Già nei primi giorni del 2019, cinque Regioni si sono appellate alla Consulta: Calabria, Emilia-Romagna, Marche, Toscana e Umbria. La Corte si è pronunciata lo scorso 20 giugno (con motivazioni depositate il 25 luglio, mentre era in corso la discussione parlamentare sul decreto-bis), respingendo la fondatezza dei ricorsi per assenza di motivazione. L’ufficio comunicazione della Corte ha specificato che “la Corte ha ritenuto che le nuove regole su permessi di soggiorno, iscrizione all’anagrafe dei richiedenti asilo e Sprar sono state adottate nell’ambito delle competenze riservate in via esclusiva allo Stato in materia di asilo, immigrazione, condizione giuridica dello straniero e anagrafi (articolo 117, secondo comma, lettere a, b, i, della Costituzione), senza che vi sia stata incidenza diretta o indiretta sulle competenze regionali”. La Corte ha ritenuto però che sia stata “violata l’autonomia costituzionalmente garantita a comuni e province rispetto ai forti poteri che la legge attribuiva ai prefetti”.

Nei giorni dell’approvazione del decreto-bis, un magistrato del Tribunale di Milano ha rimesso alla valutazione della Consulta la norma del primo decreto che nega al migrante in possesso di permesso di soggiorno per richiesta di asilo l’iscrizione all’anagrafe (la regola era già stata disattesa da giudici di Firenze, Bologna e Genova).

Lo scorso novembre, infine, la Corte di Cassazione a sezioni riunite ha stabilito che il decreto Salvini non può essere applicato in modo retroattivo, ma ha precisato che “il solo dato di essersi inseriti socialmente e economicamente nella società italiana non è sufficiente per dare ai migranti il permesso di soggiorno per motivi umanitari: occorre comparare anche la ‘specifica compromissione’ dei diritti umani nel paese di origine di chi richiede il permesso di soggiorno per motivi umanitari”.

In attesa di nuovi possibili sviluppi sul fronte articolato delle magistrature, il confronto sui decreti sicurezza, nell’immediato, sembra destinato a continuare su un terreno essenzialmente politico.

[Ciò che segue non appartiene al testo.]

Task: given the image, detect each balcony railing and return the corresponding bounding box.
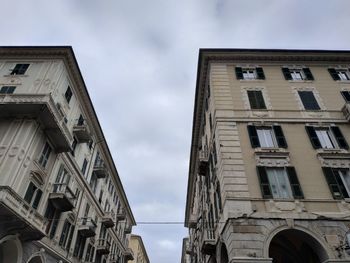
[73,118,91,143]
[124,248,134,261]
[49,183,76,212]
[200,227,216,255]
[0,94,72,152]
[116,208,126,221]
[198,149,209,176]
[78,217,97,237]
[96,238,111,255]
[0,186,46,241]
[93,159,108,179]
[109,253,119,263]
[101,211,115,228]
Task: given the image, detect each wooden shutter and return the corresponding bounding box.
[305,126,321,149]
[331,126,349,149]
[282,67,292,80]
[286,167,304,199]
[328,68,340,80]
[247,90,266,109]
[257,167,272,198]
[341,91,350,103]
[235,67,243,79]
[247,125,260,148]
[322,167,343,199]
[32,189,42,209]
[256,67,265,79]
[273,125,288,148]
[303,68,314,80]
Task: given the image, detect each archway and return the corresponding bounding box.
[28,256,43,263]
[269,229,328,263]
[0,236,22,263]
[220,243,229,263]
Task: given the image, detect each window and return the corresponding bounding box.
[0,86,16,94]
[65,86,73,104]
[235,67,265,80]
[328,68,350,81]
[282,67,314,81]
[257,166,303,199]
[323,167,350,199]
[77,114,85,126]
[90,173,98,193]
[341,91,350,103]
[81,158,88,176]
[298,91,320,110]
[247,125,287,148]
[85,243,95,262]
[38,142,52,168]
[44,202,61,239]
[71,137,77,156]
[305,126,349,150]
[10,64,29,75]
[24,182,43,209]
[73,232,86,259]
[59,220,75,251]
[247,90,266,109]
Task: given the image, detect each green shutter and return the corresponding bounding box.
[305,126,321,149]
[303,68,314,80]
[273,125,288,148]
[322,167,344,199]
[235,67,243,79]
[257,167,272,198]
[328,68,340,80]
[286,167,304,199]
[282,67,292,80]
[330,126,349,150]
[256,67,265,79]
[247,125,260,148]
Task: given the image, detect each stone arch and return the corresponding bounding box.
[27,254,45,263]
[265,226,331,262]
[0,235,23,263]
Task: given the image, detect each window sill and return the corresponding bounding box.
[337,80,350,84]
[288,80,313,83]
[3,74,28,77]
[239,79,264,82]
[255,147,289,154]
[316,148,348,154]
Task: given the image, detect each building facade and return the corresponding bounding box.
[0,46,135,263]
[128,235,149,263]
[184,49,350,263]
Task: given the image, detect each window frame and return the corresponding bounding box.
[305,125,349,150]
[0,86,16,94]
[38,142,52,168]
[23,181,43,209]
[247,90,267,110]
[247,124,288,149]
[10,63,30,75]
[298,90,321,110]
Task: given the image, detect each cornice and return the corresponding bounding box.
[0,46,136,225]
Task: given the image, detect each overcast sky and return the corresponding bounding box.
[1,0,350,262]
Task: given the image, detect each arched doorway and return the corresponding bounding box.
[220,243,229,263]
[0,236,22,263]
[269,229,328,263]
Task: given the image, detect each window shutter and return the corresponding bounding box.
[273,125,288,148]
[298,91,320,110]
[235,67,243,79]
[247,125,260,148]
[247,90,266,109]
[59,220,69,246]
[66,225,74,250]
[32,189,42,209]
[24,182,36,204]
[256,67,265,79]
[328,68,340,80]
[257,167,272,198]
[305,126,321,149]
[322,167,343,199]
[341,91,350,103]
[282,67,292,80]
[330,126,349,150]
[303,68,314,80]
[286,167,304,199]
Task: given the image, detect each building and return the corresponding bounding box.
[181,238,191,263]
[184,49,350,263]
[0,46,135,263]
[128,235,150,263]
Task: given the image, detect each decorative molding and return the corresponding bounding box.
[255,149,290,167]
[317,151,350,168]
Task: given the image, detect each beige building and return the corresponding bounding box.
[0,46,135,263]
[128,235,150,263]
[184,49,350,263]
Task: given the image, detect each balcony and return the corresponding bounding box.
[188,214,197,229]
[0,94,72,152]
[200,228,216,255]
[342,103,350,121]
[0,186,46,241]
[93,159,108,179]
[124,224,132,234]
[198,149,209,176]
[78,217,97,237]
[101,211,115,228]
[124,248,134,261]
[96,238,111,255]
[49,183,76,212]
[73,119,91,143]
[116,208,126,221]
[109,253,118,263]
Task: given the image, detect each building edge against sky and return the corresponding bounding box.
[129,234,150,263]
[0,46,137,263]
[183,49,350,263]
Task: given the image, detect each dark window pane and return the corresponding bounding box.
[247,90,266,109]
[341,91,350,103]
[11,64,29,75]
[298,91,320,110]
[24,182,36,204]
[0,86,16,94]
[65,86,73,104]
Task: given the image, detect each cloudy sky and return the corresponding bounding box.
[1,0,350,262]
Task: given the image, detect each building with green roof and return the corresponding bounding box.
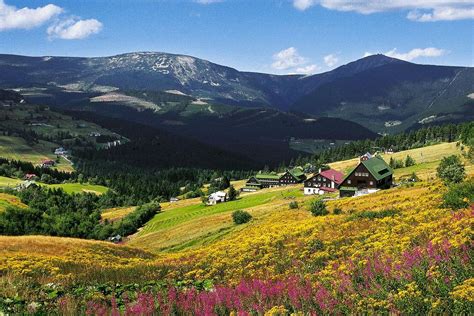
[339,155,393,197]
[242,168,307,191]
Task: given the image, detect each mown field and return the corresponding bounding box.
[0,176,108,195]
[0,136,73,172]
[44,182,109,195]
[129,186,305,252]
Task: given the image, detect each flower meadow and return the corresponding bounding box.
[81,239,473,315]
[1,179,473,314]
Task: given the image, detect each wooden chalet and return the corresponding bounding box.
[304,169,344,195]
[279,168,306,185]
[339,155,393,197]
[242,168,306,192]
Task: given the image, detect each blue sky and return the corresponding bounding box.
[0,0,472,74]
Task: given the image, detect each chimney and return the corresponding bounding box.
[318,168,322,173]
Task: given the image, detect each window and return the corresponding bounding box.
[369,181,373,185]
[348,180,351,184]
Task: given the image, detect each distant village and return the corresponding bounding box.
[196,152,395,206]
[242,152,393,198]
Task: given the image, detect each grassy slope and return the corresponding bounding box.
[0,176,108,195]
[0,136,73,172]
[0,193,27,211]
[129,186,305,252]
[101,206,136,222]
[44,183,108,195]
[329,142,463,179]
[0,143,471,289]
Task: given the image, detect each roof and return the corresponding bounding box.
[340,156,392,184]
[361,156,393,181]
[256,173,281,180]
[288,168,305,179]
[319,169,344,184]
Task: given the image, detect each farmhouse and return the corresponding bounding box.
[16,180,38,191]
[40,159,55,168]
[304,169,344,195]
[255,172,281,188]
[242,168,307,192]
[54,147,68,155]
[339,155,393,197]
[279,167,306,185]
[24,173,37,180]
[208,191,227,205]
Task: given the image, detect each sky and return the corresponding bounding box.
[0,0,472,74]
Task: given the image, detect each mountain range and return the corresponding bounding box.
[0,52,472,133]
[0,52,472,164]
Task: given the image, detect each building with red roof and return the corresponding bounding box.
[303,168,344,195]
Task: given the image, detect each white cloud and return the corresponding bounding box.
[323,54,338,67]
[407,7,474,21]
[271,47,320,74]
[293,0,315,10]
[295,64,320,74]
[47,18,102,40]
[0,0,62,31]
[384,47,447,61]
[271,47,307,70]
[292,0,474,21]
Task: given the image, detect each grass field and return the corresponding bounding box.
[0,193,26,211]
[329,142,463,178]
[44,183,109,195]
[0,176,22,188]
[0,136,73,172]
[0,176,108,195]
[101,206,136,222]
[129,185,306,252]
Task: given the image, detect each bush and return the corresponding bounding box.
[389,157,404,169]
[333,208,343,215]
[405,155,416,167]
[228,185,239,201]
[347,209,398,221]
[289,201,299,209]
[441,179,474,210]
[437,155,466,185]
[232,210,252,225]
[309,199,328,216]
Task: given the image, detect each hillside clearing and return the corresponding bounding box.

Un terreno dove certamente, da tempo, trova spazio di assodata legittimità costituzionale un modus operandi del Presidente della Repubblica ispirato a un’interpretazione avanzata del suo ruolo di garanzia ultima della vita della Repubblica: come ha ricordato anche l’ex presidente della Corte costituzionale Giovanni Maria Flick, proprio all’indomani della promulgazione del decreto-bis. “È giusto che il presidente della Repubblica prenda una decisione di moral suasion, come ha già fatto la prima volta” ha detto Flick, che pure ha detto di aver “amaramente constatato che, se si ripete il bis, vuol dire che l’ammonimento non ha funzionato. Il presidente della Repubblica non ha il potere di bloccare una legge, ma può soltanto ammonire e chiedere che venga riesaminata. In questo caso perché vengono meno princìpi del diritto e dell’etica internazionale, del modo di convivere e il principio del salvataggio in mare”.